Method of drying and/or curing an organic coating on a continuously running metal strip, and device for implementing this method

Abstract

A method of drying and/or curing an organic coating on a continuously running metal strip, includes heating the strip by electromagnetic induction in a tunnel furnace having an enclosure with hot internal walls and heating the enclosure. The heating of the strip by electromagnetic induction is coupled with heating by infrared radiation and heating by convection with a combustion gas. The heating of the enclosure of the furnace is performed by convection using the same combustion gas used for heating the strip by convection. A device for implementing the method is also provided.

Claims

1. A device for curing, drying, or curing and drying an organic protective, decorative, or organic protective and decorative coating previously deposited on a metal strip, the device comprising: a tunnel furnace having an enclosure with hot internal walls, a first end with an inlet and a second end with an outlet; said enclosure having a moving device for moving the strip with the organic coating from said inlet to said outlet; said enclosure having each of: an electromagnetic induction strip heating device for heating the strip passing through the furnace by electromagnetic induction; a wall heating device for heating the walls of the enclosure and the strip with the coating by convection with a combustion gas; and an infrared radiation device for heating the strip with the coating by infrared radiation.

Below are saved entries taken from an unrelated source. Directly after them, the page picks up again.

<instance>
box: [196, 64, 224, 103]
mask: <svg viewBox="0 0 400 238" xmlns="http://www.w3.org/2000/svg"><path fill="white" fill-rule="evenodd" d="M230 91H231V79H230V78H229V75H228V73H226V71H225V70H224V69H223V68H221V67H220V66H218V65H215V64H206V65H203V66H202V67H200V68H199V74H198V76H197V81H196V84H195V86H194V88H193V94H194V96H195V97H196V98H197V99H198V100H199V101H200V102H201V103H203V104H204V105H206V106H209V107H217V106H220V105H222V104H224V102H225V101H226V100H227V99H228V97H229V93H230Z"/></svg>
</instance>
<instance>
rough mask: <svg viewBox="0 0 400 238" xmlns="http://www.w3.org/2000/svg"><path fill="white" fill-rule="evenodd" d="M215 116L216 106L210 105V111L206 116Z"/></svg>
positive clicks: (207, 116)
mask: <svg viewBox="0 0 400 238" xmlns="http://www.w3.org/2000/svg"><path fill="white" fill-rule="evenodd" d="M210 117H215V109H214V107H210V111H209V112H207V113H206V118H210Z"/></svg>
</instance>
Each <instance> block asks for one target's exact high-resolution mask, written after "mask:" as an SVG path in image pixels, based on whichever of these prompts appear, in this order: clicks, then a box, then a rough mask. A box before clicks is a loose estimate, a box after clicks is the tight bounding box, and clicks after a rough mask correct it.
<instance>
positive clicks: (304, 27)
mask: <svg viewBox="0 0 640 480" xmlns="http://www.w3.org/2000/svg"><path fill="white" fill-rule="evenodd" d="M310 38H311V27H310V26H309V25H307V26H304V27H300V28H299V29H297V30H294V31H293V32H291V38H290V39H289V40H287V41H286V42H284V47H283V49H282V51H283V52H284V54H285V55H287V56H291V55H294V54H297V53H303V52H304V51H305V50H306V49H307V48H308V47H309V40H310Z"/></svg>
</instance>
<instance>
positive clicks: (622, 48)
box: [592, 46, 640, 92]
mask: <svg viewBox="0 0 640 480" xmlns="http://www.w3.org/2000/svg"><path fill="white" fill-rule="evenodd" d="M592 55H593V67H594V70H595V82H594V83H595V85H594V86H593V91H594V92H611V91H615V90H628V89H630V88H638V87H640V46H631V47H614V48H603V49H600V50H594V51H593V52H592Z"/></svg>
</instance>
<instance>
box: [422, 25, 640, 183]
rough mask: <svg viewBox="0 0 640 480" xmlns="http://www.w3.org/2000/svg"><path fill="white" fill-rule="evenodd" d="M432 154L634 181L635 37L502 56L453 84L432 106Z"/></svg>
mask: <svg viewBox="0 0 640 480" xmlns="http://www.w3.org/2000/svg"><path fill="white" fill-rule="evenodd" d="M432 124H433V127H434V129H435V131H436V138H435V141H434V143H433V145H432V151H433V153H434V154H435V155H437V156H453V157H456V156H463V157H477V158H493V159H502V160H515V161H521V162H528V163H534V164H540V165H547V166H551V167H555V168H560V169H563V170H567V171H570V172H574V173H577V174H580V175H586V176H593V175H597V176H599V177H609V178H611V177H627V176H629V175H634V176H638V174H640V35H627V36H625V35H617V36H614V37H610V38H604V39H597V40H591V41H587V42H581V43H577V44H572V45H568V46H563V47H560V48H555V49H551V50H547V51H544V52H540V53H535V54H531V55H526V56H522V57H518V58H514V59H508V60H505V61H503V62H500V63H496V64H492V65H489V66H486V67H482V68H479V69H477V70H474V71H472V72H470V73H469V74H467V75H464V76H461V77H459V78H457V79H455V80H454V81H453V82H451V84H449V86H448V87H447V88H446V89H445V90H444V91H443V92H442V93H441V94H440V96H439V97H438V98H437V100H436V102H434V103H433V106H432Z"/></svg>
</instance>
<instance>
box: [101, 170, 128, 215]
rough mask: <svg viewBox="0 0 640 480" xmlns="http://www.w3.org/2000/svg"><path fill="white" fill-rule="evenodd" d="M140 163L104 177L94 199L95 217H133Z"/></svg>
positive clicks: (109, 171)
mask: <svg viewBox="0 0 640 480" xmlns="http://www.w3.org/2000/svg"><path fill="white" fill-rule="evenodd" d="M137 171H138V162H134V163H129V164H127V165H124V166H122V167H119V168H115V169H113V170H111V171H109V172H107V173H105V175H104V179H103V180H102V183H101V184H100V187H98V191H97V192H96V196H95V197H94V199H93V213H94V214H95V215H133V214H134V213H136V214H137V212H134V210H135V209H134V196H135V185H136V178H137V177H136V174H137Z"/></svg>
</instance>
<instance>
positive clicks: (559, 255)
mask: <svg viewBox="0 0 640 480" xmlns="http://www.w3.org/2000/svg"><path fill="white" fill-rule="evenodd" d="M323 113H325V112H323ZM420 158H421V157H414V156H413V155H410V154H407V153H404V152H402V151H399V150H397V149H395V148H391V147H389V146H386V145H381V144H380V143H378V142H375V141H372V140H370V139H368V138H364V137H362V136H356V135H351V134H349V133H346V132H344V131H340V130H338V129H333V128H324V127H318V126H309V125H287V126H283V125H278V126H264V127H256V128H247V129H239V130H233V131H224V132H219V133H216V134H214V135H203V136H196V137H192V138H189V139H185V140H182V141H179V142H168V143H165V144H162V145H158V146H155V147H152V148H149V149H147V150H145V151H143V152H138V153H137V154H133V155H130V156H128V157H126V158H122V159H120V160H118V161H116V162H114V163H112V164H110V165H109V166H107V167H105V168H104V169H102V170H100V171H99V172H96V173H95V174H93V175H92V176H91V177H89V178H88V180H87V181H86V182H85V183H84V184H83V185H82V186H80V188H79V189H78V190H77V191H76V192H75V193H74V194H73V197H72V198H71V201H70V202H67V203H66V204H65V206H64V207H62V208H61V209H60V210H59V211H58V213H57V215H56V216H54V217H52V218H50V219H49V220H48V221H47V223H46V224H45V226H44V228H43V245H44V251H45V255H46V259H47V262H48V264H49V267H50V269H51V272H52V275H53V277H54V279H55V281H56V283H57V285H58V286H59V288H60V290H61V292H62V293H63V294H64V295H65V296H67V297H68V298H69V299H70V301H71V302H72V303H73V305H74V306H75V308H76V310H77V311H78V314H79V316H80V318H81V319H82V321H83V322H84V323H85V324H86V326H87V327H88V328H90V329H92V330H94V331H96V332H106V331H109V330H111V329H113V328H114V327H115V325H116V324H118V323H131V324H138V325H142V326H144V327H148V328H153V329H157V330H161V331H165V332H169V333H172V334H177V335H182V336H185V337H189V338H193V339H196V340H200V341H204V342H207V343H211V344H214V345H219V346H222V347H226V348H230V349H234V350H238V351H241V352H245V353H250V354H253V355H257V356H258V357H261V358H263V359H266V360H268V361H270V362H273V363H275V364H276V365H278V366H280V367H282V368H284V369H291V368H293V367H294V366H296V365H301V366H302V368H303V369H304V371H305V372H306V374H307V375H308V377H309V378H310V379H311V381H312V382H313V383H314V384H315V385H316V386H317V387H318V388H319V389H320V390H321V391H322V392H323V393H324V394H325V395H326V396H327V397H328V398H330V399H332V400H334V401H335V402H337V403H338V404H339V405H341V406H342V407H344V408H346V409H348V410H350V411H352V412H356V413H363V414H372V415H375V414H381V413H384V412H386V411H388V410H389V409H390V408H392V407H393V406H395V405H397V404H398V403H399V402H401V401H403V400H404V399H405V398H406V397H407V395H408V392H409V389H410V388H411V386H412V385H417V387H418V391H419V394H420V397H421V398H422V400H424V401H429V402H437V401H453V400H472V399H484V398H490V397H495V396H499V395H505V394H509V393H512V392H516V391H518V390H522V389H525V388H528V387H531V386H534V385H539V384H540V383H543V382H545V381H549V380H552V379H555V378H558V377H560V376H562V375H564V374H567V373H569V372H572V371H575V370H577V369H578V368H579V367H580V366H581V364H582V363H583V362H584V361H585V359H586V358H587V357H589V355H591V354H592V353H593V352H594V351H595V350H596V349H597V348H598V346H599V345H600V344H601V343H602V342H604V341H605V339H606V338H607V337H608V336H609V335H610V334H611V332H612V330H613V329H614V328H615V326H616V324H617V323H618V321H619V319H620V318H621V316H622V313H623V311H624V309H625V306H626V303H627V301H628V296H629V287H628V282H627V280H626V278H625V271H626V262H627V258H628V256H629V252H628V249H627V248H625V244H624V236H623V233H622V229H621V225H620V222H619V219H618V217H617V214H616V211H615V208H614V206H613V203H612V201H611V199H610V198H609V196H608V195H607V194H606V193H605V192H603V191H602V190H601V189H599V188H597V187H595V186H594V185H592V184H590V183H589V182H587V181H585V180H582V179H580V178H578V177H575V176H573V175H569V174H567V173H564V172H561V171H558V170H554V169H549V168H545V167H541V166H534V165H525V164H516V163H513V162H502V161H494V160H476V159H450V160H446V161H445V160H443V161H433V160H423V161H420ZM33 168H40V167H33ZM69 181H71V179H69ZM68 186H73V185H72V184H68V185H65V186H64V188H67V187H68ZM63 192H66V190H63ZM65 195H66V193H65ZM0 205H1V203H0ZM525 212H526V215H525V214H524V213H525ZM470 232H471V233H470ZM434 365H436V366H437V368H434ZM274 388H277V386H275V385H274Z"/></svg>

2. The device according to claim 1, wherein said infrared radiation device for heating by infrared radiation and said device for heating by convection are formed of at least one infrared radiation emitter with a catalytic burner including a catalytic structure formed of a catalytic element impregnated with a catalytic combustion material and having a surface onto which a combustion gas or mixture of air and combustion gas is injected.

3. The device according to claim 1, wherein said electromagnetic induction strip heating device for heating by induction includes a plurality of inductors distributed along said enclosure between said inlet and said outlet in a direction of travel of the strip.

4. The device according to claim 1, wherein said infrared radiation device for heating by infrared radiation includes a plurality of infrared radiation emitters with catalytic burners distributed along said enclosure in a direction of travel of the strip and disposed on both sides of the strip.

5. The device according to claim 1, wherein: said electromagnetic induction strip heating device for heating by induction includes a plurality of inductors distributed along said enclosure between said inlet and said outlet in a direction of travel of the strip; said infrared radiation device for heating by infrared radiation includes a plurality of infrared radiation emitters with catalytic burners distributed along said enclosure in said direction of travel of the strip and disposed on both sides of the strip; and said inductors and said infrared emitters are distributed alternately along said enclosure.

6. The device according to claim 5, which further comprises a control system for adjusting a number and positioning of said inductors during operation and their electrical power supply as well as a number and positioning of said infrared emitters during operation and their supply of combustible gas or air/combustible gas mixture.

Description

BRIEF DESCRIPTION OF THE SEVERAL VIEWS OF THE DRAWING

(1) FIG. 1 is a flow diagram in section of a first example of the curing and/or drying device according to the invention,

(2) FIG. 2 is a flow diagram in section of a second example of the curing and/or drying device according to the invention.

DESCRIPTION OF THE INVENTION

(3) The curing and/or drying device represented in FIG. 1 comprises a curing and/or drying device 1, commonly also referred to as a furnace, preferably vertical and forming a tunnel, through which a strip of steel 2 passes, on which an organic coating of the varnish or paint type has first been deposited and means 3 (for example deflecting rollers) of moving the strip 2 from an inlet E located at a first end of the enclosure 11 of the furnace 1 to an outlet S located at the other end of said enclosure 11.

(4) The furnace 1 comprises an enclosure 11 with hot internal walls (not represented in FIGS. 1 and 2), which is fitted with: a plurality of inductors 4 distributed along the enclosure 11, and a plurality of infrared emitters with catalytic burners 5 (or catalytic radiants) arranged on both sides of the strip 2 alternating with the inductors 4.

(5) The curing and/or drying device 1 also comprises a recovery chamber 6 for the oxidized gases and residual solvents, which are directed towards an incineration device 7.

(6) The recovery chamber 6 is positioned between two inductors 4 in the middle third of the enclosure 11 of the curing and/or drying device 1. The curing and/or drying device 1 represented in FIG. 2 differs from that represented in FIG. 1 in the position of the recovery chamber 6, which is located in the upper third of the enclosure 11.

(7) Also, FIG. 2 also shows a possible example of the distribution of power of the different means of heating, being inductors 4, and burners 5 positioned along the enclosure 11 with, at the bottom of the enclosure, inductors operating at full power (W) in order to facilitate the heating of the coating by conduction from the strip 2 and to promote vaporization of the solvents. The power of the inductors then decreases to reach a low power (W/4) at the top of the enclosure. The catalytic radiants, on the other hand, operate at full power (W) at the top of the enclosure 11 in order to promote cross-linking of the coating and at low power (W/4) at the bottom in order not to hinder the beneficial effect of heating by the strip 2 on the evaporation of the solvents.